There’s an impressive amount of detailing on both the front and the back. The jacket zips up to a fur-lined collar, and an insignia showing the iconic Mickey silhouette in front of a pair of wings is attached. There’s the hint of a red scarf beneath the jacket, which continues onto the rear, along with the white fur of the collar.
Starting with this range, LEGO have revamped the design of their instructions for sets aimed at their youngest target market. Gone are the small boxes that detailed the parts required for each step, and multiple steps are no longer shown on a page.
Instead, the left side of a double-page spread shows a pair of illustrated hands holding all parts needed for the step, and the right side shows where to place them on the model, with improved highlighting of the parts that are being added. The outline around the newly positioned parts seems thicker (to my eyes) and changes colour depending on what the most suitable colour for the surrounding may be. In the example below, it’s green.
In talking to my daughter as she built the model, she told me that she much preferred these instructions as the hands were fun, and she could see what she needed to get first very easily. When I’ve watched her build sets before, she’d often not pick up enough pieces because she’d miss the tiny little “2x” next to the part in the box. This is no longer an issue with this new style; they’re more verbose, but they’re a vast improvement for the age group.
Interestingly, the steps are no longer numbered. I’m not sure of the reasoning behind removing those!
Before building the plane, a small maintenance rack and flag are constructed. They’re very basic, with the rack holding a wrench and a bottle. The most interesting bit to me is the new snappily-named DESIGN ELEMENT, 3X4X2/3, NO. 1, which is essentially a 2×2 round tile two plates thick, with a pair of ears, forming the world-famous Mickey Mouse silhouette. There’s one in each of the five sets in the range, and it’ll be interesting to see if it has any use beyond the Disney theme.
The rest of the parts make up Mickey’s propeller plane. The fuselage is predominantly red, with flame yellowish orange wings and blue highlights. It’s a very Disney colour theme.
There’s space behind the engine for Mickey to sit, and a pair of exhausts just behind the propeller. The wheels sit just below the wings, giving the plane a realistic upward tilt when stationary.
The only two printed parts in the set are a pair of 2×2 tiles printed with the same Mickey silhouette insignia that adorned Mickey’s flying jacket.
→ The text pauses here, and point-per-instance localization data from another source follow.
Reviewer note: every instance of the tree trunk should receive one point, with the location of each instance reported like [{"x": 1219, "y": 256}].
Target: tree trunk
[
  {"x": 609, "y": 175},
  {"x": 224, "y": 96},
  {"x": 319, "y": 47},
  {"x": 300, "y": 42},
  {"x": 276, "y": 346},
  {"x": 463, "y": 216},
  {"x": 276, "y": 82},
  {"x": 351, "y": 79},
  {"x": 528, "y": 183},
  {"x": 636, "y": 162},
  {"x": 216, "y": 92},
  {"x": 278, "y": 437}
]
They’re unique to this set, and look fantastic attached to the wings.
With Mickey seated inside, he can just about see through the windscreen, though forward visibility doesn’t look great! He could also do with some form of steering mechanism, even if that was as simple as a standard steering wheel piece. However, the overall appearance of the plane is great, and just the right size for little hands to swoosh around the room.
For a model with less than 60 parts, there’s a fair bit packed into it, and I was surprised at the relatively low price of £8.99 / $9.99 / 9.99€ given the Disney licence.
The new 4+ instructions are a great improvement for younger builders over the previous version, and my daughter was able to build the set in less than 20 minutes or so (with distractions!) completely unaided. The plane is a great hit with both her and her younger brother, who barely let me take the set away for photographing. I suspect it will live on one of their bedroom window sills and get regularly played with.
To me, the best part is the unique Mickey minifigure. This range comes with Mickey in a variety of outfits, but I think this retro-styled flying jacket is my favourite.
For classic Disney fans, what’s not to like? A small, fun, playable set with a unique minifigure of an iconic character.
Thanks to LEGO for providing this set for review. All opinions expressed are my own.